Persisting and retrieving state from database

Guys, I cloned y-websocket server and I’m trying to implement a postgresql adapter with bindState and writeState, but when bindState is called with the data from the database and it will apply Y.applyUpdate, the clients go out of synchrony.

Someone already used Y.applyUpdate inside bindState? Also, I’m converting the doc as Uint8Array to base64 to persist in the database using buffer.toBase64()

Here is a code example, with a client and an API to persist, https://github.com/iamgbayer/collaborative-poc/blob/master/packages/api/src/persistence.js#L23

When I comment Y.applyUpdate code, all clients stay synced.

Yjs is making an awesome environment to build collaborative systems, thank you all.

Hi @iamgbayer,

I’m going to insert my answer from the gitter channel here:

The current concept is that bindState is called when the Y.Doc is created, so you can listen to document updates (ydoc.on(‘update’, update => …)) and then write them incrementally to a database. writeState is called right before the Y.Doc is destroyed - i.e. after all clients left the room and there is no more data to be expected.

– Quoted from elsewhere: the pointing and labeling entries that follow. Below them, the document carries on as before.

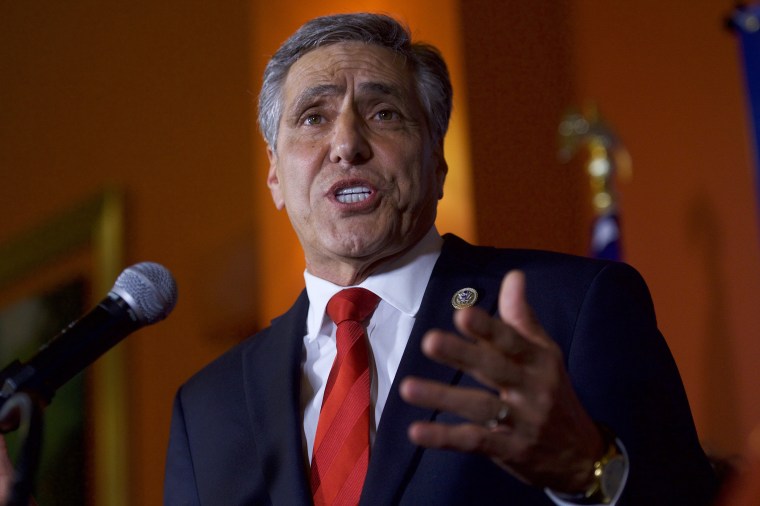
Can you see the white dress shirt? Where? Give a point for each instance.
(400, 286)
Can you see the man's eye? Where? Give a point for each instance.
(313, 119)
(387, 115)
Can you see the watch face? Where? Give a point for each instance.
(612, 476)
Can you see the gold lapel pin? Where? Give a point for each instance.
(465, 297)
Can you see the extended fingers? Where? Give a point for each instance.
(479, 358)
(473, 404)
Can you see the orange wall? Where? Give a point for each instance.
(157, 97)
(667, 76)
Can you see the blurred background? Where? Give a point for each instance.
(144, 113)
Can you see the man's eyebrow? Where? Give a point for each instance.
(381, 88)
(310, 94)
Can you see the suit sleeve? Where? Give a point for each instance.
(179, 478)
(626, 377)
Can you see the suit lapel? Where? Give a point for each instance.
(272, 373)
(393, 458)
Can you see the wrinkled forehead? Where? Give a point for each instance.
(349, 66)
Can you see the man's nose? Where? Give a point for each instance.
(349, 144)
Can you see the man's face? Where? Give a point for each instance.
(354, 166)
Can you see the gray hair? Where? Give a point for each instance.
(425, 61)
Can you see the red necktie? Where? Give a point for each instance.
(341, 446)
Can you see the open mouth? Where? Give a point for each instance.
(352, 194)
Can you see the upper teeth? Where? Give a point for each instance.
(352, 194)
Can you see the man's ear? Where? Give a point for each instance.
(273, 181)
(441, 169)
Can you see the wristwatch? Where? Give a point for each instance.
(608, 473)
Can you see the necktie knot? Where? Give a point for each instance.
(354, 304)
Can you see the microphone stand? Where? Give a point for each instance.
(24, 412)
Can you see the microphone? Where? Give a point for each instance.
(143, 294)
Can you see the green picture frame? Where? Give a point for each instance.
(93, 228)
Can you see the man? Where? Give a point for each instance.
(547, 381)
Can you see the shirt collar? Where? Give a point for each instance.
(401, 283)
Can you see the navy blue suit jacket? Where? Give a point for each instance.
(237, 436)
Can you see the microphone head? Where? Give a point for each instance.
(149, 289)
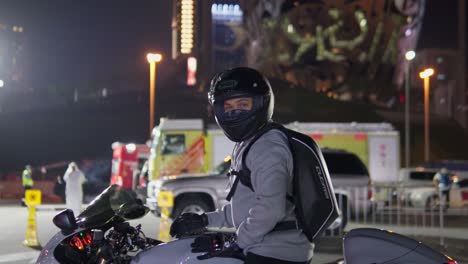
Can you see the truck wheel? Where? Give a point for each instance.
(338, 226)
(192, 205)
(432, 203)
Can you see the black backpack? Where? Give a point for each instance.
(313, 196)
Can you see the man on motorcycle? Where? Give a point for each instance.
(243, 102)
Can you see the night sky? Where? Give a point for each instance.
(71, 41)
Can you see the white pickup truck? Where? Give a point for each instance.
(207, 192)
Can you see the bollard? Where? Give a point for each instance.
(31, 199)
(165, 202)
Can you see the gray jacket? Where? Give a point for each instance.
(254, 214)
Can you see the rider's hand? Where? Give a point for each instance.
(233, 251)
(188, 223)
(210, 242)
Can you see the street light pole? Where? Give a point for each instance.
(152, 58)
(409, 56)
(152, 93)
(425, 75)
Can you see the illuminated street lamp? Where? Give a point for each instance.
(425, 75)
(409, 56)
(152, 58)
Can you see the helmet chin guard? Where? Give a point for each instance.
(241, 82)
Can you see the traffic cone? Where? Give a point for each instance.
(31, 230)
(164, 225)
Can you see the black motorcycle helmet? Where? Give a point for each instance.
(239, 125)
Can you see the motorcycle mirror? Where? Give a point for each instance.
(65, 220)
(131, 211)
(370, 245)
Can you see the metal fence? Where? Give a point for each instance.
(415, 210)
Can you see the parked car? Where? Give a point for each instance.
(418, 190)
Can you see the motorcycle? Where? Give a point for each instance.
(101, 234)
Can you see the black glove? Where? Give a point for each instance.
(188, 224)
(211, 242)
(233, 251)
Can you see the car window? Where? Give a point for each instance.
(463, 183)
(173, 144)
(222, 168)
(422, 175)
(344, 163)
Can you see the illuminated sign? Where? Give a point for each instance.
(187, 23)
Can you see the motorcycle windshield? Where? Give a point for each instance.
(113, 202)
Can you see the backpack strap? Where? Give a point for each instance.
(244, 174)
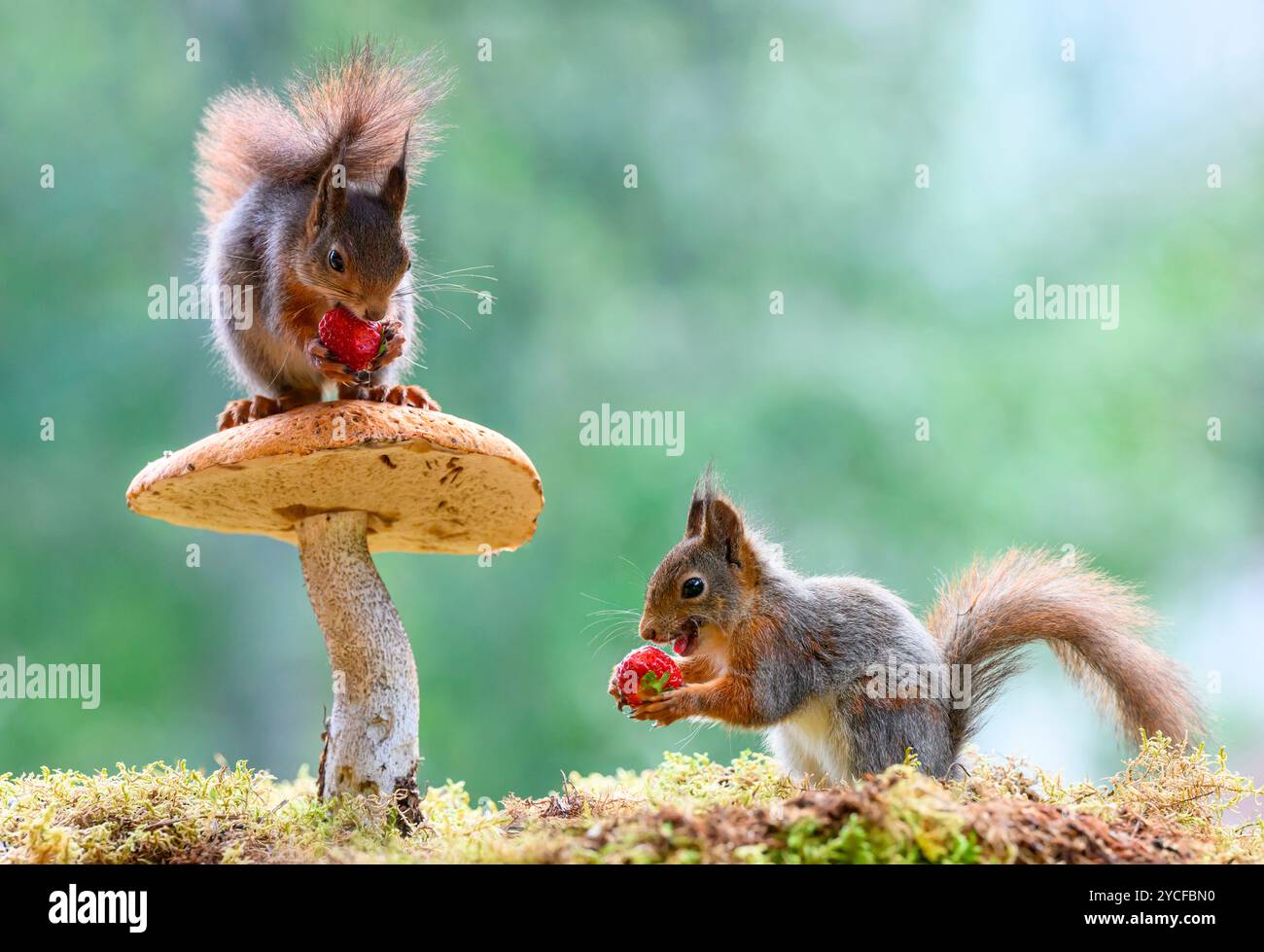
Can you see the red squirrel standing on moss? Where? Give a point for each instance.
(304, 206)
(765, 648)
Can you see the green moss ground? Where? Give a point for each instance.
(1167, 804)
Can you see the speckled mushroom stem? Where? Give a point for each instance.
(370, 737)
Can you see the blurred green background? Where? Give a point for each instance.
(755, 176)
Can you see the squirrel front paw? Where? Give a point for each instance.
(333, 367)
(666, 708)
(392, 334)
(614, 688)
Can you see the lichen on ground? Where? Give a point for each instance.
(1168, 804)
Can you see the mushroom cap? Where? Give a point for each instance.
(430, 482)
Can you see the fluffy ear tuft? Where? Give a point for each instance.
(395, 191)
(724, 530)
(330, 200)
(704, 491)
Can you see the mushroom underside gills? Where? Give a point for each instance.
(370, 736)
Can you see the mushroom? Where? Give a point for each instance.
(342, 479)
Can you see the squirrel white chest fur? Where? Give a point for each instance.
(812, 742)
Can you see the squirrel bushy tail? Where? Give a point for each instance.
(355, 110)
(1094, 623)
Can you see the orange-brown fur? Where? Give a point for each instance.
(792, 653)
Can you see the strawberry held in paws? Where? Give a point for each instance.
(353, 341)
(645, 674)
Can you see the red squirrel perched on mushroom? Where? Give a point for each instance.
(304, 209)
(810, 660)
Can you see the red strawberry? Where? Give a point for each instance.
(353, 341)
(645, 674)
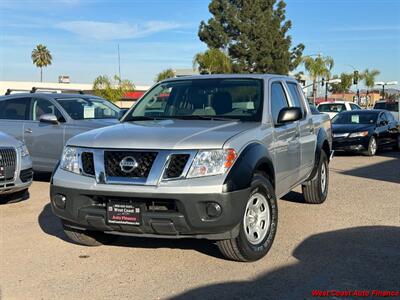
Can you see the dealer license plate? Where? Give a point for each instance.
(123, 213)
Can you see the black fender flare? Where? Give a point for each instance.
(322, 137)
(254, 156)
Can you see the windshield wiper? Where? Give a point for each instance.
(212, 118)
(145, 118)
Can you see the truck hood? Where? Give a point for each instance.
(162, 134)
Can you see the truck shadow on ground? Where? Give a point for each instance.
(360, 258)
(51, 225)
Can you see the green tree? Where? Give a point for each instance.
(212, 61)
(113, 90)
(41, 58)
(168, 73)
(369, 79)
(254, 33)
(317, 67)
(346, 80)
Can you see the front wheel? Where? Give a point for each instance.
(258, 227)
(315, 191)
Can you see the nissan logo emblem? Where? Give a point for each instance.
(128, 164)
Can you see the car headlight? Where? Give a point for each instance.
(69, 160)
(359, 134)
(23, 150)
(211, 162)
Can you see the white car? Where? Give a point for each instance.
(333, 108)
(392, 106)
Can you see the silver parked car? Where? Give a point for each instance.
(46, 121)
(196, 157)
(15, 167)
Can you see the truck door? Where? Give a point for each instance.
(308, 136)
(286, 145)
(45, 141)
(13, 113)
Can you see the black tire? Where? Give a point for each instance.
(313, 191)
(88, 238)
(371, 151)
(240, 248)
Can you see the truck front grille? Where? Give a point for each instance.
(87, 163)
(8, 161)
(176, 165)
(132, 164)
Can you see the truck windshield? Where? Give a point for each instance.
(355, 118)
(89, 108)
(216, 99)
(331, 107)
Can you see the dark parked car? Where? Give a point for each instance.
(365, 131)
(45, 122)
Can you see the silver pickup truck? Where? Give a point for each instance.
(197, 157)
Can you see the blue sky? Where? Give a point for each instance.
(83, 35)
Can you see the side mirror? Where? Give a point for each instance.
(122, 112)
(49, 118)
(289, 114)
(383, 123)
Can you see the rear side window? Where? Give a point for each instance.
(390, 117)
(295, 95)
(44, 106)
(15, 109)
(278, 100)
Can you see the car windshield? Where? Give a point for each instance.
(331, 107)
(89, 108)
(391, 106)
(355, 118)
(204, 99)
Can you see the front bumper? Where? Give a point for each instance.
(350, 144)
(183, 214)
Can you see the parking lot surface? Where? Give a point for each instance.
(351, 242)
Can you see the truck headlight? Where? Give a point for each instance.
(69, 160)
(211, 162)
(358, 134)
(23, 150)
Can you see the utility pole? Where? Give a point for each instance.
(119, 64)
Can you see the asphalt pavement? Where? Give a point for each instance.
(351, 242)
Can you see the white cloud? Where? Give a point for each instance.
(115, 31)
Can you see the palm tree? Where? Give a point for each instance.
(168, 73)
(112, 90)
(369, 79)
(41, 57)
(318, 67)
(212, 61)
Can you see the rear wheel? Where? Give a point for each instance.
(258, 227)
(88, 238)
(315, 191)
(372, 146)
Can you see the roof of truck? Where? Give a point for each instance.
(214, 76)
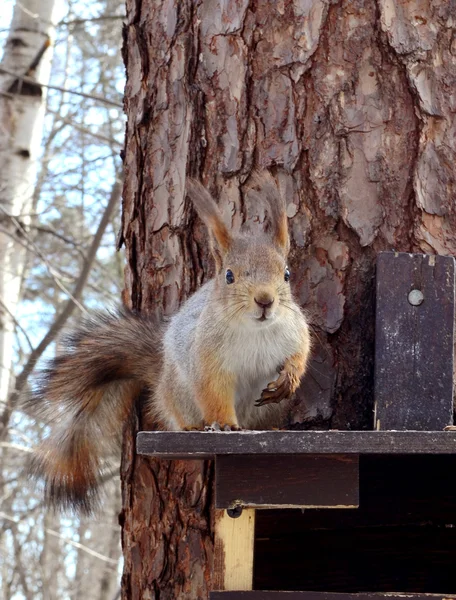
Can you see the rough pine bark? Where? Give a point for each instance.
(352, 105)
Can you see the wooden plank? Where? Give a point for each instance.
(199, 444)
(414, 343)
(402, 536)
(395, 491)
(329, 481)
(277, 595)
(233, 560)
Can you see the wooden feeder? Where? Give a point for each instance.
(382, 504)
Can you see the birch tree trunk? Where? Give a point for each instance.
(26, 61)
(352, 106)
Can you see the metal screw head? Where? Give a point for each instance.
(415, 297)
(234, 510)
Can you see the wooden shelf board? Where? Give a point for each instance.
(204, 445)
(257, 595)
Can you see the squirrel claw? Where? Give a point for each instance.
(217, 427)
(276, 391)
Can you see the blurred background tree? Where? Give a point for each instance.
(61, 131)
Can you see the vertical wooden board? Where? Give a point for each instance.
(414, 344)
(266, 481)
(234, 541)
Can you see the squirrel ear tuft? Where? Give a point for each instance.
(209, 213)
(264, 187)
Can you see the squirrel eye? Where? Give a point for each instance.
(229, 276)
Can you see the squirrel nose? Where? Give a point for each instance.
(265, 301)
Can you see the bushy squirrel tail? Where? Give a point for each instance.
(85, 395)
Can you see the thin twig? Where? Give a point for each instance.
(16, 322)
(58, 88)
(62, 318)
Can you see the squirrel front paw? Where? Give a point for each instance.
(276, 391)
(224, 427)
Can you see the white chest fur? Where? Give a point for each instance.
(255, 353)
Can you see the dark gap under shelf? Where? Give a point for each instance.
(401, 538)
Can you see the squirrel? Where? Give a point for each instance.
(224, 361)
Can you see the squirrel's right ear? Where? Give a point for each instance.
(209, 213)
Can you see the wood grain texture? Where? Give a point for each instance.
(234, 543)
(278, 595)
(402, 536)
(289, 481)
(348, 104)
(414, 345)
(198, 444)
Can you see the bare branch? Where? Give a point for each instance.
(24, 78)
(68, 310)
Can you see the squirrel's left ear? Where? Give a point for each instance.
(267, 191)
(209, 213)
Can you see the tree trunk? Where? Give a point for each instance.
(26, 61)
(352, 106)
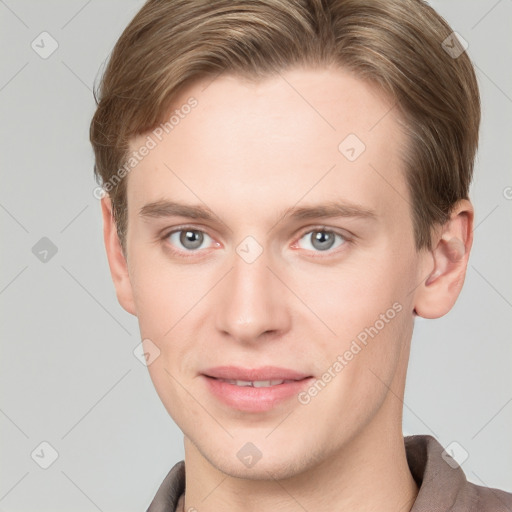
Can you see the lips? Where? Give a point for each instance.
(256, 389)
(264, 373)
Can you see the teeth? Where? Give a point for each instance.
(255, 383)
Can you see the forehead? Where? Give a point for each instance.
(305, 133)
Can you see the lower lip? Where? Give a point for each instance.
(251, 399)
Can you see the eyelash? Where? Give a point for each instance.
(193, 253)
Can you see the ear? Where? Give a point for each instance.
(116, 258)
(446, 263)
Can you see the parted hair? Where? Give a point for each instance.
(402, 46)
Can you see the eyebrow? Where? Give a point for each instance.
(331, 209)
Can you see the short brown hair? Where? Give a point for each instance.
(396, 44)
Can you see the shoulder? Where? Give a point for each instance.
(442, 483)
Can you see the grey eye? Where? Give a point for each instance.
(322, 240)
(189, 239)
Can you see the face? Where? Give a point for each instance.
(270, 239)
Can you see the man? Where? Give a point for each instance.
(286, 190)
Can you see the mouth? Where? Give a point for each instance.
(254, 390)
(256, 383)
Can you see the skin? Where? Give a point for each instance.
(248, 151)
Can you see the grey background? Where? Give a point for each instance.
(67, 369)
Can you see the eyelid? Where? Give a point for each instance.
(164, 236)
(347, 236)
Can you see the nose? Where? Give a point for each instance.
(252, 303)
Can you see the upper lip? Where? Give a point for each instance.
(254, 374)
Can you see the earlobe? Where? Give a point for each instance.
(450, 254)
(116, 258)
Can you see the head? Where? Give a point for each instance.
(317, 158)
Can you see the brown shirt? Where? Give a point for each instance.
(442, 487)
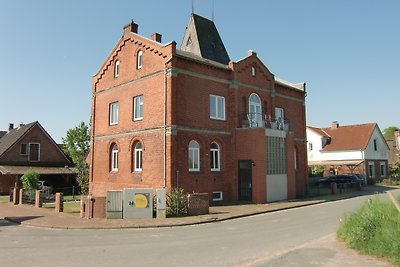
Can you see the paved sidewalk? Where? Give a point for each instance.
(48, 218)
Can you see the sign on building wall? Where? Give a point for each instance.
(138, 203)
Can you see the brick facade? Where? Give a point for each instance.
(176, 89)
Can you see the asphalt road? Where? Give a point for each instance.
(297, 237)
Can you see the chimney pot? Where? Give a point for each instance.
(335, 125)
(156, 37)
(131, 27)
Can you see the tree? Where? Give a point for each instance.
(77, 147)
(389, 132)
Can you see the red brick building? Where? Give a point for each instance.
(193, 118)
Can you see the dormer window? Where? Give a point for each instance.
(189, 43)
(116, 69)
(253, 71)
(139, 59)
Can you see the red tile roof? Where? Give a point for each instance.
(349, 137)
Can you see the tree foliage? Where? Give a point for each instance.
(77, 144)
(389, 132)
(30, 180)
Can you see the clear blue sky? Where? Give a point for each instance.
(348, 52)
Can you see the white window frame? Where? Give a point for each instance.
(310, 146)
(29, 152)
(215, 157)
(26, 149)
(116, 69)
(255, 111)
(383, 170)
(114, 157)
(139, 62)
(216, 101)
(371, 171)
(193, 154)
(113, 113)
(220, 198)
(138, 108)
(138, 152)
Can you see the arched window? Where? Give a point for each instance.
(137, 152)
(194, 156)
(139, 59)
(215, 157)
(114, 157)
(116, 69)
(255, 112)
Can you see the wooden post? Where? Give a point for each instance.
(21, 196)
(397, 205)
(59, 202)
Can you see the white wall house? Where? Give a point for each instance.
(349, 149)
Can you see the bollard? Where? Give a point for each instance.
(20, 196)
(38, 199)
(59, 202)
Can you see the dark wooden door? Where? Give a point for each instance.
(244, 170)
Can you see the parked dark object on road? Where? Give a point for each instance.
(340, 179)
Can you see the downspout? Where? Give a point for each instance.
(165, 122)
(93, 124)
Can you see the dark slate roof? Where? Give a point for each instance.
(202, 38)
(13, 136)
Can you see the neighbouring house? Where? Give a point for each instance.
(190, 117)
(358, 149)
(394, 146)
(29, 147)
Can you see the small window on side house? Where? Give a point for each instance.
(138, 157)
(23, 149)
(217, 107)
(114, 158)
(34, 152)
(116, 69)
(113, 113)
(139, 59)
(253, 71)
(138, 108)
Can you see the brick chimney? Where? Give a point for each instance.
(156, 37)
(335, 125)
(131, 27)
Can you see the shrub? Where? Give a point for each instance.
(177, 202)
(373, 229)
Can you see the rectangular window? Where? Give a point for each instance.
(138, 108)
(217, 196)
(310, 147)
(383, 169)
(276, 154)
(23, 149)
(217, 107)
(371, 169)
(34, 152)
(113, 113)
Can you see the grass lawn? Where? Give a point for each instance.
(374, 229)
(4, 199)
(69, 207)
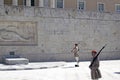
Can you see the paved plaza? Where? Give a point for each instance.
(110, 70)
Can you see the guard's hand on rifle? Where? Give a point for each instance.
(90, 66)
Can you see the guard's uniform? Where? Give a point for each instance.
(75, 50)
(95, 72)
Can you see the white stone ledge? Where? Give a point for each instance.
(13, 61)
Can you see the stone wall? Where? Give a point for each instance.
(42, 34)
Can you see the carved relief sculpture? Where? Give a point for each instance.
(18, 33)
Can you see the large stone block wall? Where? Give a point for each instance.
(42, 34)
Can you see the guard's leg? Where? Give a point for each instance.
(77, 60)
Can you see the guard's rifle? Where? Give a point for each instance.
(96, 56)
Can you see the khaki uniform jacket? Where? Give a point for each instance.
(75, 50)
(95, 72)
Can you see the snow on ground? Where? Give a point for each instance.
(110, 70)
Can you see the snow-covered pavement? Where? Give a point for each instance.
(110, 70)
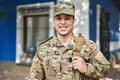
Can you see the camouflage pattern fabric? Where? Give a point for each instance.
(64, 7)
(52, 61)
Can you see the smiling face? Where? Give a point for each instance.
(64, 24)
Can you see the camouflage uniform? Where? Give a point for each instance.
(52, 61)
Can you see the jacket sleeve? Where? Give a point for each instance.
(98, 65)
(36, 70)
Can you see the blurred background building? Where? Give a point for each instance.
(24, 24)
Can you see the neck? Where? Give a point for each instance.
(65, 39)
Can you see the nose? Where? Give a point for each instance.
(63, 21)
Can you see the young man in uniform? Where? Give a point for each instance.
(65, 56)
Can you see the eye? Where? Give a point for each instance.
(58, 18)
(67, 18)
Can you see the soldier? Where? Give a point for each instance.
(66, 56)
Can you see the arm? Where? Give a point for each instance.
(36, 70)
(98, 65)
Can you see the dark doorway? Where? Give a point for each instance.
(35, 31)
(104, 32)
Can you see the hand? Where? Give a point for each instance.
(79, 64)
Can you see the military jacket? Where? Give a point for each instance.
(52, 61)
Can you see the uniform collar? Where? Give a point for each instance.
(58, 43)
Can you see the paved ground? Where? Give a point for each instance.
(11, 71)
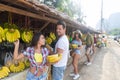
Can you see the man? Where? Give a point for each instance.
(61, 47)
(89, 45)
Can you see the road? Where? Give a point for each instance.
(105, 65)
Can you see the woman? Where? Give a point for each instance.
(76, 54)
(36, 54)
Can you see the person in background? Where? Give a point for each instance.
(89, 44)
(37, 55)
(95, 43)
(76, 52)
(61, 47)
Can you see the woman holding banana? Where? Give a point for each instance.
(37, 55)
(75, 53)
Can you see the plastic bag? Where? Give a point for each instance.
(8, 59)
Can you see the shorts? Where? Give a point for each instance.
(31, 76)
(88, 49)
(58, 73)
(76, 51)
(88, 46)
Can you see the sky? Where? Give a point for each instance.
(92, 10)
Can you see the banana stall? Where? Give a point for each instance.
(20, 19)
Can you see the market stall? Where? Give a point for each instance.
(20, 19)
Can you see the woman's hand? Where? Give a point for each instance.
(16, 43)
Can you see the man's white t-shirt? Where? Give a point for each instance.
(63, 44)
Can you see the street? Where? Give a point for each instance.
(105, 64)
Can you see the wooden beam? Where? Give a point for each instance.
(25, 13)
(45, 25)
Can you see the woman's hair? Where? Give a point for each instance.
(79, 35)
(35, 39)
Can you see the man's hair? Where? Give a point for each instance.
(61, 22)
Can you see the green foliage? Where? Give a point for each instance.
(70, 7)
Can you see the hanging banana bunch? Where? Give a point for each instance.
(27, 36)
(48, 40)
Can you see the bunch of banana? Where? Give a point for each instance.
(48, 40)
(27, 63)
(27, 36)
(54, 58)
(4, 34)
(12, 35)
(84, 37)
(52, 35)
(1, 34)
(4, 72)
(17, 67)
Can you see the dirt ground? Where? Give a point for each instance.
(105, 64)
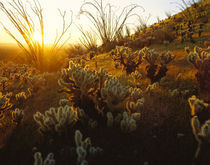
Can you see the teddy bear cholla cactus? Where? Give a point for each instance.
(17, 115)
(157, 63)
(201, 133)
(196, 105)
(56, 120)
(128, 124)
(4, 104)
(135, 101)
(114, 93)
(77, 80)
(83, 148)
(129, 59)
(201, 61)
(199, 111)
(49, 160)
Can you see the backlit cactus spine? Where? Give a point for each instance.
(157, 67)
(201, 61)
(56, 120)
(128, 58)
(4, 104)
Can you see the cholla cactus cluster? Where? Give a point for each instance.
(4, 104)
(114, 93)
(17, 115)
(196, 105)
(84, 148)
(128, 124)
(136, 75)
(157, 64)
(78, 80)
(201, 132)
(56, 120)
(129, 59)
(49, 160)
(136, 100)
(200, 59)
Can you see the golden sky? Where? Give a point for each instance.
(53, 20)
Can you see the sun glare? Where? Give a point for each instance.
(37, 37)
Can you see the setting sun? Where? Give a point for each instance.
(37, 37)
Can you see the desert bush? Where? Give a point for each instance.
(108, 25)
(200, 59)
(157, 67)
(128, 58)
(75, 50)
(189, 13)
(143, 23)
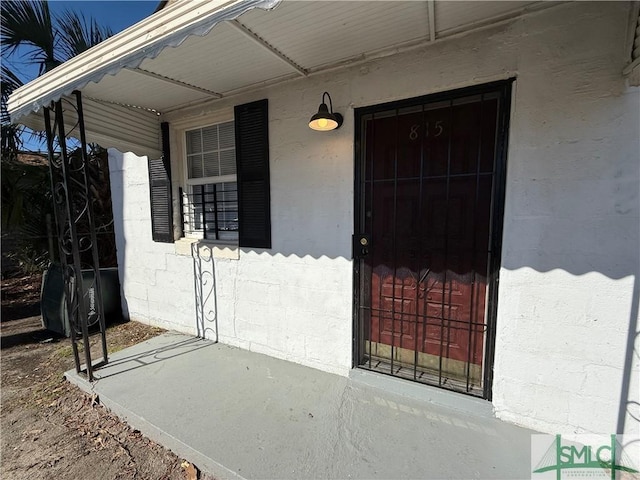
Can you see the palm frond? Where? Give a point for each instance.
(77, 33)
(29, 23)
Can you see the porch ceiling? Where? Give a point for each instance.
(252, 43)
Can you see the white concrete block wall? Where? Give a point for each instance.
(571, 227)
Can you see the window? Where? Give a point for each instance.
(226, 192)
(210, 200)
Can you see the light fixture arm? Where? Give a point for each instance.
(330, 102)
(326, 120)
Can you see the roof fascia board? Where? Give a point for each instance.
(146, 39)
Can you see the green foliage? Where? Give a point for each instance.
(29, 29)
(25, 204)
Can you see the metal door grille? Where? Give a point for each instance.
(429, 203)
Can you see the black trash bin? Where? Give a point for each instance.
(53, 301)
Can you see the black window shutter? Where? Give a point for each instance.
(252, 160)
(160, 190)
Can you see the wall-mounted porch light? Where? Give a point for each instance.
(325, 119)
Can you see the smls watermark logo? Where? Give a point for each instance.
(584, 457)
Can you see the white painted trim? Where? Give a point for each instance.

Please read the section in the Yjs readme again that explains how document updates work. If you understand how you write the complete state (Y.encodeStateAsUpdate) and how to get incremental updates (using the observer), you might come up with a concept that works for you. If you are using Postgres, it might not be a good idea to write incremental updates, but instead write the complete state instead after a denounce (e.g. 3 seconds after the last update message). Use bindState to register an observer to listen to changes.

2 Likes

Hi @iamgbayer

I am trying to set up persistence to Postgres now.

Did you manage to set it up in the end? Would love to piggy-back on your work, or help you get there if you need help!

Why is it a good idea to persist the whole state? Wouldn’t it just become bigger and bigger as the data structure grows?
If only the updates are saved and the clients query the ones after their last received update, wouldn’t it be more efficient?

That’s how CRDT’s work. Yjs is based on an append-only array data structure, with some garbage collection to avoid build up. Yes, documents can get large, and it can be non-trivial. But that is how they are able to offer the guarantees that they do.